According to Rainbow Tanks, South Africa uses an average of 235 litres of water daily per capita when compared to the 173 litres of water per capita in the world. While this number paints a grim picture, a function of high levels of non-revenue water and a high reliance on water-intensive coal-fired power plants for electricity are also some of the huge contributors to this crisis.
This is an example of challenges that the African continent is grappling with. However, it is reassuring to know that there are people who are constantly working to develop appropriate solutions to create the continent we all want to see in the future.

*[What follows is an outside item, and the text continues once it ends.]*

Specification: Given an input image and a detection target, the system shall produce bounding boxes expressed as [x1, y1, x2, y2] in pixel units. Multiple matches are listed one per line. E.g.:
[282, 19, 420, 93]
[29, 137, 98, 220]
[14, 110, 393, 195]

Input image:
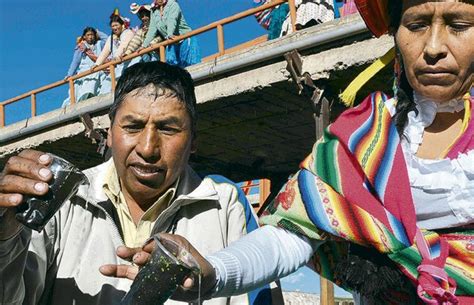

The annual Africa Innovation Summit 2018 (AIS) which kicked off in Kigali this month focused on innovative and disruptive solutions to the major challenges facing African countries, which include energy access, water, food insecurity, health systems, and governance.
The overwhelming view of the Summit was that in order to nurture, empower and propel African innovators and their solutions forward, a multi-sectorial and multi-stakeholder approach must be taken to ensure policies, investments and enabling ecosystems are put in place to support African innovation without apology or hesitation.
Some of the Summit’s themes which were explored through action-oriented workshops that were held across different parts of the continent from 6-8 June 2018, included the following, to mention a few:
· Gender and Building Innovation Ecosystems in Africa
· Civil Society and NGO’s and Innovation
· Meeting the Basics: Water-Energy-Food Nexus
· The Future of Health Care & Societal Wellbeing
· The Future of Peace & Justice
· Blockchain: Applications to Development Finance
· "Jobs and Value" in the Age of Automation & Demographic Shifts
· Innovation Lab: Innovating into a low(er) Carbon African future
· African Cities: Meeting Basic Needs and Ensuring Balance
· Mobilizing Domestic Resources to Fund Innovation
· Seeking African solutions by Africans for Africans
Speaking at the South African Satellite event on ‘Meeting the Basics: Water-Energy-Food Nexus’, AU/NEPAD Southern Africa Network for Biosciences (NEPAD SANBio) Network Manager Dr Ereck Chakauya said: “Innovation will always be a myth if does not involve real people. Innovation to me is something that is better, faster and affordable; therefore it does not always need to be high-tech.”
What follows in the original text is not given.